Now during the virus, I have taken up gardening and raising baby chicks. I’ve not yet returned to a place where I can write in a sustained way, so learning to grow vegetables is my new great escape.
What is your favorite line from a book?
“If I have to lie, cheat, steal or kill. As God is my witness, I’ll never be hungry again.”
Do you own an e-reader? How has that changed your relationship to books?
I do. I used it in the “old days” when I rode on subways, before the virus. Having a reader allowed me to have a book with me at all times. For some reason, I prefer reading classics on the reader, while new works I prefer in their hardcover form.
Why did you decide to join AWP?
I joined a long time ago, before my first job but after I published my first novel. A friend told me it was a useful resource for writers and that friend was right. It was through the AWP job list that I found my position at Hofstra University and for that I will always be grateful to AWP. The job at Hofstra is the smartest thing my younger self ever did for my older self.
What would be your advice to new AWP members on how to make the most of their membership?
Read the articles. They are terrific. Use the job list. It is comprehensive, and it works! Explore the ads for MFA programs. They are informative and give a rich sense of the range and scope of what is being offered by MFAs.
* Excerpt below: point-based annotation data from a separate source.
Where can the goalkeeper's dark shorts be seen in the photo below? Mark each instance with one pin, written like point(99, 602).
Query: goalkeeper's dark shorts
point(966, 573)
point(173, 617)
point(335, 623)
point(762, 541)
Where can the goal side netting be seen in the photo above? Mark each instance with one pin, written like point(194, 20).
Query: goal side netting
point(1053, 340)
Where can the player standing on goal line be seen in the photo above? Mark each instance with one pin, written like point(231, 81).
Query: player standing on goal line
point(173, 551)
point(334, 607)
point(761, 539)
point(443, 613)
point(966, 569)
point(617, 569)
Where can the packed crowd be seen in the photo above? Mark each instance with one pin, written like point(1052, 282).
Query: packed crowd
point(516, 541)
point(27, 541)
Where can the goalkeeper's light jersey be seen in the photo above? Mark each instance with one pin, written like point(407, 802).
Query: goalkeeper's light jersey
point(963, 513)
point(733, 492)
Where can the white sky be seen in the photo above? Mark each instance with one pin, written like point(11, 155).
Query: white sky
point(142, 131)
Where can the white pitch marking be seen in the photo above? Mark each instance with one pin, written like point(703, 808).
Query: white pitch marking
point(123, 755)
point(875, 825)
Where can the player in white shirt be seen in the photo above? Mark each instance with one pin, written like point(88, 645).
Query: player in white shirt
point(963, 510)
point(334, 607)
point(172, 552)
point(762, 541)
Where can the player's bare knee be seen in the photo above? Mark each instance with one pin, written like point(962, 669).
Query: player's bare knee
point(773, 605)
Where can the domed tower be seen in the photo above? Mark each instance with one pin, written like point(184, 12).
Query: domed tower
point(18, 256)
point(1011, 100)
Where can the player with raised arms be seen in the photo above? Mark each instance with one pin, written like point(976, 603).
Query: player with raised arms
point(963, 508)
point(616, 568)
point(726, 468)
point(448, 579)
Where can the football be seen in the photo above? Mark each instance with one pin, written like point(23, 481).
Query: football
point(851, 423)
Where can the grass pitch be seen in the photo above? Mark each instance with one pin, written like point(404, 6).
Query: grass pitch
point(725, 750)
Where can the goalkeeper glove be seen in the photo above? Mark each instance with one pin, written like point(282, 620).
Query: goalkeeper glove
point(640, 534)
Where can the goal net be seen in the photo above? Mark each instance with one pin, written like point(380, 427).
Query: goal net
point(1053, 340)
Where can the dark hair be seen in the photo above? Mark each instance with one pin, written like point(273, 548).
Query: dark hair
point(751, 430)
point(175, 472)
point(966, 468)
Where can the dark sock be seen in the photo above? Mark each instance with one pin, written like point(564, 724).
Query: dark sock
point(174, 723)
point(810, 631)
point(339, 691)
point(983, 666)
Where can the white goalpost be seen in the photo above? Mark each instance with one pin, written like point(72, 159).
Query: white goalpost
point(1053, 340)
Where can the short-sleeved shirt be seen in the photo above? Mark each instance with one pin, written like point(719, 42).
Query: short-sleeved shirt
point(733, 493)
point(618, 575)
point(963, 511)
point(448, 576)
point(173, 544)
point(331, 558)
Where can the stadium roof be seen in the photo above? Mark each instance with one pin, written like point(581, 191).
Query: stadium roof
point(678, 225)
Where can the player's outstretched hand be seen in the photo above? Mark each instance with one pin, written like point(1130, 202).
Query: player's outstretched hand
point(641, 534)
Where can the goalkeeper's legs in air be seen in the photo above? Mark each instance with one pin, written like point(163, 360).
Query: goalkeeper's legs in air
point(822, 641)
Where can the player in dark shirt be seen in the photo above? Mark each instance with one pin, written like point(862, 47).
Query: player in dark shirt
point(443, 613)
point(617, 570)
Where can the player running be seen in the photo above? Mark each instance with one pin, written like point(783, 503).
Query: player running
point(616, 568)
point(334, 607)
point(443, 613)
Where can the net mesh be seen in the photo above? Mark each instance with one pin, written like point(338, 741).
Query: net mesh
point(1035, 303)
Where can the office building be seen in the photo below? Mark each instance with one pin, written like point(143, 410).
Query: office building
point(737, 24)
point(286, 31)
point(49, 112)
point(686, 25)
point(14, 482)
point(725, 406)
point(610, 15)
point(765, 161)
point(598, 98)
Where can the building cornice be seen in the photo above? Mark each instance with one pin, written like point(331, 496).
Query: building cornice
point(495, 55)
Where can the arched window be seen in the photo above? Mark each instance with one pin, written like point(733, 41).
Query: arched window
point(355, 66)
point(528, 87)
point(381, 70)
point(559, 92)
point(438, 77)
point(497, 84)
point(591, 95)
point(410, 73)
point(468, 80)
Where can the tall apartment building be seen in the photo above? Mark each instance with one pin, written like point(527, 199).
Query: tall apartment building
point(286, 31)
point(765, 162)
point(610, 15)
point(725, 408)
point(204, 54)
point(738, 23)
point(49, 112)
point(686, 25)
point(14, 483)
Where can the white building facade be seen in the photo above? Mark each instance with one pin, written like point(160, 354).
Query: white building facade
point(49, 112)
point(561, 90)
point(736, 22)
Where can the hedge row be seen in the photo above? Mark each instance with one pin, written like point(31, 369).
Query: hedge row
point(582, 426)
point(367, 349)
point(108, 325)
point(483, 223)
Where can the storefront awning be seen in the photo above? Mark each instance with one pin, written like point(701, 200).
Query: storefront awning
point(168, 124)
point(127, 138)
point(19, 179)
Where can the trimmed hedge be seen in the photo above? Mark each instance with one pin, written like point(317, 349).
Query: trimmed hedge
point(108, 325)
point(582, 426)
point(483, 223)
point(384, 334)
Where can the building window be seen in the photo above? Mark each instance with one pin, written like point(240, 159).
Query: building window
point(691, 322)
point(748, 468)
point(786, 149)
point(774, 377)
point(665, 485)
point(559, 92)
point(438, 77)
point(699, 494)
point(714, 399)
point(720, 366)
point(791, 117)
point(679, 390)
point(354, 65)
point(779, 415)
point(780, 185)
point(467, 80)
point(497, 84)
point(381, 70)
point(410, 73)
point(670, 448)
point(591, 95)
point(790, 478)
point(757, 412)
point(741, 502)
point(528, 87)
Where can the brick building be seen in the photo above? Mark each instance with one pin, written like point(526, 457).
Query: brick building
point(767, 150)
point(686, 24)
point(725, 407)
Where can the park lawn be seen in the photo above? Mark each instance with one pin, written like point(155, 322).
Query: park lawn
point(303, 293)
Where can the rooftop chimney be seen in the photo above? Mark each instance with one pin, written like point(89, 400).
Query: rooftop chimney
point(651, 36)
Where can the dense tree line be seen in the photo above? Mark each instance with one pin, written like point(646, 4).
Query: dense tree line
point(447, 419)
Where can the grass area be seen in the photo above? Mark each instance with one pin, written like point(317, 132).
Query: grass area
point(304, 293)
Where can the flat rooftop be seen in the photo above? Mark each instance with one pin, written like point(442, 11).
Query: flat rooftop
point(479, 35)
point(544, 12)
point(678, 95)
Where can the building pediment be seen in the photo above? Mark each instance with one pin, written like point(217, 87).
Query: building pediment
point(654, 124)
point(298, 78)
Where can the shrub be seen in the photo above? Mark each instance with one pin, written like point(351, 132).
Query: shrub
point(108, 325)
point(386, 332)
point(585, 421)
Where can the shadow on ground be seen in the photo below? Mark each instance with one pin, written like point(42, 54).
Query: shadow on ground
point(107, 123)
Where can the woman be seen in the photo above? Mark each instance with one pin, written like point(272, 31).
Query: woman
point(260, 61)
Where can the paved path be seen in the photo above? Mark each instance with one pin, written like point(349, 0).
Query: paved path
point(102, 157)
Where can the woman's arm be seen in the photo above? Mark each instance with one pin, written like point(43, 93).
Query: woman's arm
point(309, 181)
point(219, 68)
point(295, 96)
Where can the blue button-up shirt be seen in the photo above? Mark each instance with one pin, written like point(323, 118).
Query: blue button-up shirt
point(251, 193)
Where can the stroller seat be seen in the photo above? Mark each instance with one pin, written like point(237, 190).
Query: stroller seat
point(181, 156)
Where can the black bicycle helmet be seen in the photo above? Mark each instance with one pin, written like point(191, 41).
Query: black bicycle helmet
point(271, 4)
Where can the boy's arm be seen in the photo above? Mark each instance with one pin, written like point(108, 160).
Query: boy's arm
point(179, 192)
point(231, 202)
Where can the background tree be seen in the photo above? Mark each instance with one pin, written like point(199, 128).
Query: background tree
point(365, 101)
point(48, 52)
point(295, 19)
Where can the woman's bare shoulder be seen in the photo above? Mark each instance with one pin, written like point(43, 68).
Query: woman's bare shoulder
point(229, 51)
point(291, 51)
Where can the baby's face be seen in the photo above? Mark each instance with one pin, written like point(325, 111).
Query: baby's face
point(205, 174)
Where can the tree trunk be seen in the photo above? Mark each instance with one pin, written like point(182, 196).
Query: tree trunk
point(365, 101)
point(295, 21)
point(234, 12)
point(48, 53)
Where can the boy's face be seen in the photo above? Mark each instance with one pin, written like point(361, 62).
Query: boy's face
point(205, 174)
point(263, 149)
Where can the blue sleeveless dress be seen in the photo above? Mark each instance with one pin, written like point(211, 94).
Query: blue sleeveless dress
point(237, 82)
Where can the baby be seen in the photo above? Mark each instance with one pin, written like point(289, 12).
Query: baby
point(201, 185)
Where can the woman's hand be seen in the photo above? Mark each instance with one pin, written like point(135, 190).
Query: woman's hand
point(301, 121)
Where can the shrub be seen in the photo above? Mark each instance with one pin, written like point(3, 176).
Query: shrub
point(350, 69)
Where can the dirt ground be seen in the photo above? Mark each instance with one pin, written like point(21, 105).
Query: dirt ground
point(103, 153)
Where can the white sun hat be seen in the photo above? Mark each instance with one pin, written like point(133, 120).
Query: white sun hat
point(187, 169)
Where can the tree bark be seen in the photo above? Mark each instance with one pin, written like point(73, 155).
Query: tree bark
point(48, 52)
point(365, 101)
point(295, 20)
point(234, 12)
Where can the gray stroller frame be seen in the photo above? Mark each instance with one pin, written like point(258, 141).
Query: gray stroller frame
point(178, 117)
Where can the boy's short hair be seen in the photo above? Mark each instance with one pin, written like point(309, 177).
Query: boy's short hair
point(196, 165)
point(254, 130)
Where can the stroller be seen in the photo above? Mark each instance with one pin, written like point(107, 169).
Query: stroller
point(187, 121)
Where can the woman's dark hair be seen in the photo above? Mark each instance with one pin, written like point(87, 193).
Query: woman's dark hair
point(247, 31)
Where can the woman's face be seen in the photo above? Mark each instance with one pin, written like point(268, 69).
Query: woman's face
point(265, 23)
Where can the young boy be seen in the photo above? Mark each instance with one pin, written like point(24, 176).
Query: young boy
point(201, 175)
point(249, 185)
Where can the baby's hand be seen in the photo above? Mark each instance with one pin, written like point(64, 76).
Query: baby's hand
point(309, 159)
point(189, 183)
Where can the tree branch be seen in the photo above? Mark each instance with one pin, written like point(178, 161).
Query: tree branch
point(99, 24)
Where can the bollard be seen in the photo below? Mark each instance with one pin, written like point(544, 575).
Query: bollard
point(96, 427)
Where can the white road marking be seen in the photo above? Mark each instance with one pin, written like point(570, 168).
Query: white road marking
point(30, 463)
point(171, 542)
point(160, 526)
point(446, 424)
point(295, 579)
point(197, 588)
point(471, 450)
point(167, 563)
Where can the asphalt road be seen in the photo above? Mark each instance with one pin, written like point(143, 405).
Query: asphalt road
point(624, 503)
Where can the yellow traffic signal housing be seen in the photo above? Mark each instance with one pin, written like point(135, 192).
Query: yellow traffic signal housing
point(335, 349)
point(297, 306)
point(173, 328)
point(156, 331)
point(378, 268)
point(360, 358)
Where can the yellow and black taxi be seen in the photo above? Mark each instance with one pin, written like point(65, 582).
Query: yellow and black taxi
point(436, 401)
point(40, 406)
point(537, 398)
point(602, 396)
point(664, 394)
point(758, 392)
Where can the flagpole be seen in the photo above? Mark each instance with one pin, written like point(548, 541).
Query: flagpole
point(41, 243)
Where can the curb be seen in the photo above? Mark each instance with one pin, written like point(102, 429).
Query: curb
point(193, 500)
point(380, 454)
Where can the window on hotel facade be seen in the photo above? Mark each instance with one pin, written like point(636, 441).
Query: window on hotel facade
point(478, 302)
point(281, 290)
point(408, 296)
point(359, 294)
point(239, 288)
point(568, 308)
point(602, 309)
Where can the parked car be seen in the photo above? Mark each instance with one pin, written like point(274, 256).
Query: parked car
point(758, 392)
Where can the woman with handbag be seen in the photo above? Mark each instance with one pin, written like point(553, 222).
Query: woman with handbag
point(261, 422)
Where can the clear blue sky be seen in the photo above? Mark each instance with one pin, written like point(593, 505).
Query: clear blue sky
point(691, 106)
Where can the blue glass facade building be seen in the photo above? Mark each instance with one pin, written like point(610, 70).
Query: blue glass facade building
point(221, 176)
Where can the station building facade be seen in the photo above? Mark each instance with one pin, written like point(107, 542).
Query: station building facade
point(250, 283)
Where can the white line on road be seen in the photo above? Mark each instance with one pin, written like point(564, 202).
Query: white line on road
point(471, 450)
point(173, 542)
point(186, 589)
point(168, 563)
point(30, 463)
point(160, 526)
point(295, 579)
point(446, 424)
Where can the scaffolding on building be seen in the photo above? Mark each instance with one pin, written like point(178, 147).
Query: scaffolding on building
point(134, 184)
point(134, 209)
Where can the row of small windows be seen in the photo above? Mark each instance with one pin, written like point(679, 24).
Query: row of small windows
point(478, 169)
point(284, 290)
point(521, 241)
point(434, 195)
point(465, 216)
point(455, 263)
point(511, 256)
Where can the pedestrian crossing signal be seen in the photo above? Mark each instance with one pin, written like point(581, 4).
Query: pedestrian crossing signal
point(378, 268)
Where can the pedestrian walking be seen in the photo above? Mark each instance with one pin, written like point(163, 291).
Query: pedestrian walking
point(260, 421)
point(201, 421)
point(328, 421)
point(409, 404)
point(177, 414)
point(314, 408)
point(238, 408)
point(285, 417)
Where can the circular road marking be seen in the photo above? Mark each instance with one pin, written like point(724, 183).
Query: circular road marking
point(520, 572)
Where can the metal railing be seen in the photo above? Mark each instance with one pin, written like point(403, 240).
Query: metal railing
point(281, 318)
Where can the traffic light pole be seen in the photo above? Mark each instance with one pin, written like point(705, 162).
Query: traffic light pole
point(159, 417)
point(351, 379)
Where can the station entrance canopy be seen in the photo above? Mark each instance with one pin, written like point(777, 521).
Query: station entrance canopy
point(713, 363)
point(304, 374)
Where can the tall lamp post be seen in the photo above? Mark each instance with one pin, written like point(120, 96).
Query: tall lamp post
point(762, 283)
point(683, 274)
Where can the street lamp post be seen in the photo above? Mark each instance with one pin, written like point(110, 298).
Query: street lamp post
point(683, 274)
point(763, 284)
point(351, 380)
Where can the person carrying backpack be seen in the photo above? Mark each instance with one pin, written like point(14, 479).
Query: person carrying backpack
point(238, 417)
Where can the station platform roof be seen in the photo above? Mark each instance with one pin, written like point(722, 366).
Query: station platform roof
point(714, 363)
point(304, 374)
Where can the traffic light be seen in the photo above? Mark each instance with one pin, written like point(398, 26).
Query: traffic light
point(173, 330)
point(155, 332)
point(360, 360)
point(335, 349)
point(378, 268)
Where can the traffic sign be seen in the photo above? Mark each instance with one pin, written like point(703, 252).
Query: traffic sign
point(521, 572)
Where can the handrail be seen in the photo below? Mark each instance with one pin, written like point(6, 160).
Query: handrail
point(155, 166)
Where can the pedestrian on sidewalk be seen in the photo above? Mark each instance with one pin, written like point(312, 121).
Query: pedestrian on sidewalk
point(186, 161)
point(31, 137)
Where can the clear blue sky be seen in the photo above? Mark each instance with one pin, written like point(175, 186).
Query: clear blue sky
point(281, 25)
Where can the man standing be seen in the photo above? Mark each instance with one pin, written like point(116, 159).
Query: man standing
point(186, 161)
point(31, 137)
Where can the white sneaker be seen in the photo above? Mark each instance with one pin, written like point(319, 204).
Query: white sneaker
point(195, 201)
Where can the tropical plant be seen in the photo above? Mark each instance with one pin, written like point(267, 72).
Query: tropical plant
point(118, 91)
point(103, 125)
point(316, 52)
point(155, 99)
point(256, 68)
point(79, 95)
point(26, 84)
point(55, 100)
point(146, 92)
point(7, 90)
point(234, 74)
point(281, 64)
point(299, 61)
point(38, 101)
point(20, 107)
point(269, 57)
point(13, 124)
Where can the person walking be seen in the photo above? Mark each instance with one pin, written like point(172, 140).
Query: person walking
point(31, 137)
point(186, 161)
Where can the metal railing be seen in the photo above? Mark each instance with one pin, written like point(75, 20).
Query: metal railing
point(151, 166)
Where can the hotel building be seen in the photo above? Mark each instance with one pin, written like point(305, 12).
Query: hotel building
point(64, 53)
What is your favorite AWP Conference memory?
Going to LA with my sister and hearing Phillip Lopate speak on the essay and also hearing the editor Elisabeth Schmitz lead a panel of some of her favorite authors. She was brilliant, drawing out her authors. One of the writers was Francisco Goldman, who had recently published Say Her Name, a novel based on the tragic death of his young wife—a heartbreakingly beautiful story. My sister, Jenny McPhee (novelist and translator), and I went shopping at Theory so we could feel beautiful. I remember trying on a stunning dress, spinning around, full of myself—then realizing with Jenny, in a small lovely fit of laughter, that a writer didn’t need such a dress for the AWP Conference. That was a very good thing too because I couldn’t have afforded the dress.